Section 523(a)(4) bars from discharge any debt of an individual debtor “for fraud or defalcation while acting in a fiduciary capacity, embezzlement, or larceny.” In Bullock, the bankruptcy court held that a debtor who had acted as trustee for his father’s insurance trust was guilty of defalcation for making loans to himself during the time he controlled the trust. That ruling was upheld on appeal by a district court and the Eleventh Circuit Court of Appeals, which reasoned that “defalcation requires a known breach of fiduciary duty, such that the conduct can be characterized as objectively reckless.” The Eleventh Circuit thereby aligned itself with the Fifth, Sixth, and Seventh Circuits. The Supreme Court agreed to review the case on October 29, 2012.

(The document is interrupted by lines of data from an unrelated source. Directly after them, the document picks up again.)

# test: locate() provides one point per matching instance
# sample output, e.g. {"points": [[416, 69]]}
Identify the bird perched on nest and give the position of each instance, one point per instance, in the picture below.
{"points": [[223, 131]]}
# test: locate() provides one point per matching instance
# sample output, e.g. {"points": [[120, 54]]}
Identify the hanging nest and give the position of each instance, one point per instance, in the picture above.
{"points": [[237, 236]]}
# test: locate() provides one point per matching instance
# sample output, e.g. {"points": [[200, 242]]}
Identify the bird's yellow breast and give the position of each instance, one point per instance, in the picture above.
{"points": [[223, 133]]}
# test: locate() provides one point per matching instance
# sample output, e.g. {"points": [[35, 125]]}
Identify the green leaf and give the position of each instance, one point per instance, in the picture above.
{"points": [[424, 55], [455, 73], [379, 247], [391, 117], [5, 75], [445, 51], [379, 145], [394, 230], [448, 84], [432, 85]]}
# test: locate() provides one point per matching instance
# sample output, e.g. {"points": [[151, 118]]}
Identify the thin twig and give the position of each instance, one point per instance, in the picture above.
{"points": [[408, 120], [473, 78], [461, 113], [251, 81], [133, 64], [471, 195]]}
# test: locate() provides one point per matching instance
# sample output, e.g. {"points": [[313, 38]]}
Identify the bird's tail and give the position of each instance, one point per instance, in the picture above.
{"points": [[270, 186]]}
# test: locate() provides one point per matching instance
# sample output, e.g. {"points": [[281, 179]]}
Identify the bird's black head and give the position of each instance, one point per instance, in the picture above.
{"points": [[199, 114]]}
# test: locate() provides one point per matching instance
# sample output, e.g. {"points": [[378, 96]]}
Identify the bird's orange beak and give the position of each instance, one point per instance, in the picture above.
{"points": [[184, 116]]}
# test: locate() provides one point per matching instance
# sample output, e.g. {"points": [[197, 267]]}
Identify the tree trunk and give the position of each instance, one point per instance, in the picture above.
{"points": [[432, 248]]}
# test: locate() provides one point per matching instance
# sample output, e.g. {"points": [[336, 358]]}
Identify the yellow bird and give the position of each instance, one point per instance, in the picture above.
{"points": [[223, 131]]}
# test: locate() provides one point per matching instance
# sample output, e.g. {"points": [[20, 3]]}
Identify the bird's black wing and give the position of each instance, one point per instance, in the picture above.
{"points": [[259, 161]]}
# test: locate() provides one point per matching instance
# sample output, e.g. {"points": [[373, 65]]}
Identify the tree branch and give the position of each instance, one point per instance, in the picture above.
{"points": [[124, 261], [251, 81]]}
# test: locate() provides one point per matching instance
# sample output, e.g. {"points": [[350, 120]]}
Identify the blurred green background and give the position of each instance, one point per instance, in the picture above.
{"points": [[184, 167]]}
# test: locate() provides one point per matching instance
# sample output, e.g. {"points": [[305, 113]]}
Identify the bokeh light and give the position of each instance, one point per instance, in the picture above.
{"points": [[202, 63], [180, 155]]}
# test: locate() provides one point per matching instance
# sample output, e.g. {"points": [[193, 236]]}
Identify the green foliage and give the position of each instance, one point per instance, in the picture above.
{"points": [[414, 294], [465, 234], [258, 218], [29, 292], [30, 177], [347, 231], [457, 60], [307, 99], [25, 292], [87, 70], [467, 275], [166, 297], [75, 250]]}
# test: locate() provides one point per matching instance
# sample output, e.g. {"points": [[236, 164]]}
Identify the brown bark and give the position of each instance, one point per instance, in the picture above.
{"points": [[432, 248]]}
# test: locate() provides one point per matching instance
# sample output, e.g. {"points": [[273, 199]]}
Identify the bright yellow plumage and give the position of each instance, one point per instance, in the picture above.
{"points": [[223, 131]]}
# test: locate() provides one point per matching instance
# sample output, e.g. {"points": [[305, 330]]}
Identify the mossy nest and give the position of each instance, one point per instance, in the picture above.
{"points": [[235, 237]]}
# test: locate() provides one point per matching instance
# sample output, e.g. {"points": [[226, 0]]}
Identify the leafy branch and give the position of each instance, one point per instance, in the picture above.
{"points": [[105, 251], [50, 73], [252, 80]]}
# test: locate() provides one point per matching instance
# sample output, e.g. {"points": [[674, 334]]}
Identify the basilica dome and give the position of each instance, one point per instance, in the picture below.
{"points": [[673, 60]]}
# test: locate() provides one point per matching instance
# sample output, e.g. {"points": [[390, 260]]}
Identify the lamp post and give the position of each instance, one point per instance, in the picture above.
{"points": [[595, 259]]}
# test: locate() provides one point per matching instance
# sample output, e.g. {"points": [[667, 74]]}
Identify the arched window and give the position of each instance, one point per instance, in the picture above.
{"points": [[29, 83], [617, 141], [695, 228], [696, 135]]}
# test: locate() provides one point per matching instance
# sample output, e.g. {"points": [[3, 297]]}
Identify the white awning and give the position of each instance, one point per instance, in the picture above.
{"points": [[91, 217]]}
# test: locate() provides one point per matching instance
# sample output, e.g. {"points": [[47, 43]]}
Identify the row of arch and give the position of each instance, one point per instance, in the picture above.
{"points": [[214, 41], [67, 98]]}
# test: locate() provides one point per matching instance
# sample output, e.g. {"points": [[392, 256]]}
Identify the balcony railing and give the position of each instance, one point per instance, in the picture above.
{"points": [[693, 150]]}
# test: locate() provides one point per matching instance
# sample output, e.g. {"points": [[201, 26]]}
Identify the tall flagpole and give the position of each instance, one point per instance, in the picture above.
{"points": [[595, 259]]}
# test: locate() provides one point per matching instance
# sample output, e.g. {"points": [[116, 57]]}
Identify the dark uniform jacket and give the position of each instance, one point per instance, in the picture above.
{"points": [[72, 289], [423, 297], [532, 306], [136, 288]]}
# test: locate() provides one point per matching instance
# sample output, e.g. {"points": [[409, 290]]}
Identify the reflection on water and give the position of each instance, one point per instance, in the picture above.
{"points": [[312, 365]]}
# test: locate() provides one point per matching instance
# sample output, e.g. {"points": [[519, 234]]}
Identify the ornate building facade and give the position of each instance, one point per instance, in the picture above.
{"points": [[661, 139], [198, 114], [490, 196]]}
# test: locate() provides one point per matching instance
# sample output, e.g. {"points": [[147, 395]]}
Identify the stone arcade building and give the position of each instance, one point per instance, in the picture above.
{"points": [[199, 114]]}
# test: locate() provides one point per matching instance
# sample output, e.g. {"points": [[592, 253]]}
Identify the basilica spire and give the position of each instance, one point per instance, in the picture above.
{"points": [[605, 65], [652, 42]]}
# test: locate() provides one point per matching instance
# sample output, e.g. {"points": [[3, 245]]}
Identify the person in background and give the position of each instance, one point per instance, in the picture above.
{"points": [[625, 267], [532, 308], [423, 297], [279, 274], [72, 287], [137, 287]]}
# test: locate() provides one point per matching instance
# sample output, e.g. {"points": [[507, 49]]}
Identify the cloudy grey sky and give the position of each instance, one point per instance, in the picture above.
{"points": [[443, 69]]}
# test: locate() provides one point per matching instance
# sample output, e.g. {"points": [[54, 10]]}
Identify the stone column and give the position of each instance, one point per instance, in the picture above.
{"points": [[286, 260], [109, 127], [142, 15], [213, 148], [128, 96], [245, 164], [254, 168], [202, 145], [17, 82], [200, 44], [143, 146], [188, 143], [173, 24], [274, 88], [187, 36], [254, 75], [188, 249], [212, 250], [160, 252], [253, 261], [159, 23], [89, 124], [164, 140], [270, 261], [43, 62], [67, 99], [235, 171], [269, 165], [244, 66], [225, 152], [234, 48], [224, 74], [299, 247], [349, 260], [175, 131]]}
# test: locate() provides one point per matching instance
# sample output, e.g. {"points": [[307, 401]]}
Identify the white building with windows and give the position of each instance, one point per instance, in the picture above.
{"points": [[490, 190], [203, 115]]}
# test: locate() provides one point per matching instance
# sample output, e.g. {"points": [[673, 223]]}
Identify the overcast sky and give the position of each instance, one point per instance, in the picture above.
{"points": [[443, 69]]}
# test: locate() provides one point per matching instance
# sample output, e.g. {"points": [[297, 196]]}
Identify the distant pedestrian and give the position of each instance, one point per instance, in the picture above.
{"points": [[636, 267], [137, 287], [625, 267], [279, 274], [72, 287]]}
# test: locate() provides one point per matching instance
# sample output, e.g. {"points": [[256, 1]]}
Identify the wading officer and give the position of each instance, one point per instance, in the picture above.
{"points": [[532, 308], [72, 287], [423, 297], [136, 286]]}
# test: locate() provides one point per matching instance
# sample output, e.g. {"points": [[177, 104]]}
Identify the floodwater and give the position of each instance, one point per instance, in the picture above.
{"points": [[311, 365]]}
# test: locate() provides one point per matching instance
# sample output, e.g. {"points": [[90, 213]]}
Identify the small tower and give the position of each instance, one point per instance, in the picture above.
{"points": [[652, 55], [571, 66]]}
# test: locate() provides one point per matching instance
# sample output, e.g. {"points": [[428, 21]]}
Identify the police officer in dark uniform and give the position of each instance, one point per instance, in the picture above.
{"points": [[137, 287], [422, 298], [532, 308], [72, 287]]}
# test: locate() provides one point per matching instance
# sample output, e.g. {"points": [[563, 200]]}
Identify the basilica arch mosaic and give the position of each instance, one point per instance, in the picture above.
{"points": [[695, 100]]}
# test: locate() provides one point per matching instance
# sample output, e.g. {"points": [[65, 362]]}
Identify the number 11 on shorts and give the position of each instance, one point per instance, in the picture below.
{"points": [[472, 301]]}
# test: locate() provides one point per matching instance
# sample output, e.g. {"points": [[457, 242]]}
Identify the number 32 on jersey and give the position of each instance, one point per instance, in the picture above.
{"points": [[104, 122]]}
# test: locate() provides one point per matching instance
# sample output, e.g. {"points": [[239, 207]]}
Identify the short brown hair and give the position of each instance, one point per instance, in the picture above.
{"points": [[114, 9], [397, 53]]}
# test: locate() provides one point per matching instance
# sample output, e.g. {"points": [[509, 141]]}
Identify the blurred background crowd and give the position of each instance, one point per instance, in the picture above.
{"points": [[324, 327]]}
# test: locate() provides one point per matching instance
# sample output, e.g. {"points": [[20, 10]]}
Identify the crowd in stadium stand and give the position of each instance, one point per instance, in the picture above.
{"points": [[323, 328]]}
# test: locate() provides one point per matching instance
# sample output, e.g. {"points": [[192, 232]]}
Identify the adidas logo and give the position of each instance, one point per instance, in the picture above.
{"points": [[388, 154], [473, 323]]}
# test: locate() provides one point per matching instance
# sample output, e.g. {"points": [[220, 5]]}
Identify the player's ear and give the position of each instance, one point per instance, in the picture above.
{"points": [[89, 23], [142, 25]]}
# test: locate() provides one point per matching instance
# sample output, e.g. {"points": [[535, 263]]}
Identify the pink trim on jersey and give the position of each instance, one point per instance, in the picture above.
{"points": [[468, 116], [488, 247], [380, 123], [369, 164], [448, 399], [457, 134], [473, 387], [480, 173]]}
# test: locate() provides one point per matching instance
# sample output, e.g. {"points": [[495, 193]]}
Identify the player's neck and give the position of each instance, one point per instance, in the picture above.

In its unanimous ruling, the Supreme Court vacated the decision and remanded the matter below for additional deliberations. Writing for the court, Justice Stephen Breyer stated that “where the conduct at issue does not involve bad faith, moral turpitude, or other immoral conduct, the term requires an intentional wrong.” Justice Breyer explained as follows:

We include as intentional not only conduct that the fiduciary knows is improper but also reckless conduct of the kind that the criminal law often treats as the equivalent. Thus, we include reckless conduct of the kind set forth in the Model Penal Code. Where actual knowledge of wrongdoing is lacking, we consider conduct as equivalent if the fiduciary “consciously disregards” (or is willfully blind to) “a substantial and unjustifiable risk” that his conduct will turn out to violate a fiduciary duty. That risk “must be of such a nature and degree that, considering the nature and purpose of the actor’s conduct and the circumstances known to him, its disregard involves a gross deviation from the standard of conduct that a law-abiding person would observe in the actor’s situation.” (citations omitted).

Because the Eleventh Circuit applied a standard of “objective recklessness,” the Supreme Court instructed it to determine on remand “whether further proceedings are needed and, if so, to apply the heightened standard that we have set forth.”